In 2014, I stayed in the Marais, very close to the Synagogue. It was Passover and my neighbourhood was certainly a hub of activity. I loved to watch from my window as Jewish men in high fur hats made their way to worship. I was never afraid.
In a few weeks, I will be going to stay in Oaxaca de Juarez, Mexico for a couple of months. In many ways, Oaxaca is as far away from Paris as you could imagine. The streets are uneven, there are no shop windows and most of the people are very poor by any standard. Indigenous people from the pueblos come to the city to find that there are few jobs and little opportunity. My experience in Mexico ( two one-month sojourns in Oaxaca) is different from my European trips but I still feel safe.
|a street in Oaxaca|
There are many things that frighten me: heights and excess speed, looking foolish or being abandoned by those I love …..But with travel, I am usually quite certain that if I take the appropriate precautions, I will be safe. When I am alone in a unfamiliar city, I try to learn about local customs and dress so that I am inconspicuous. Not difficult in Paris but as a gringa in a primarily indigenous city, it is impossible.
In Oaxaca, I wear modest clothing that I can easily wash in the kitchen sink. I have access to a clothes line so cleanliness is not a problem. I take few clothes and donate most of them when I return home. I don't usually carry a camera or wear jewellery other than my wedding ring.
In Paris or in Oaxaca, I seldom venture out alone after dark. If I am going to a theatrical production, I take a taxi. I never drink in bars or take more than one glass of wine at a restaurant meal. I am a friendly person but when travelling by myself I pretty much keep my "poker face" until I've assessed the situation. I check out locations on Google maps before I set off. That way I avoid standing on street corners looking lost.
Last week at church, the sermon was about "non-linear warfare" tactics that keep us off-balance and afraid. Terrorism and drug cartels do exist, but what is the likelihood, that I will ever experience either one? It is possible that in Paris or Oaxaca that I could be "in the wrong place at the wrong time" but that is possible in my own neighbourhood.
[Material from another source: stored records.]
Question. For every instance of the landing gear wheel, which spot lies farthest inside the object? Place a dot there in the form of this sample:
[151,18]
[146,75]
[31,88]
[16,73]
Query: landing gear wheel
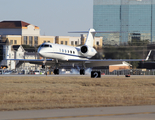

I fear being "off-balance and afraid" more than I fear being taken hostage by terrorists or drug dealers.
I dislike violence of any sort. I tend to leave the room if Monsieur is watching "loud and violent" television. While I personally choose to attend my neighbourhood church for a feeling of peace and of community, I do not believe that there is any religion that instructs its members to kill innocent people.
I hope that the neither the week's events in Paris nor the tales that we hear of grisly murders in Mexico create the feelings of uncertainty and fear to prevent us from experiencing all of the positive and meaningful experiences that travel has to offer.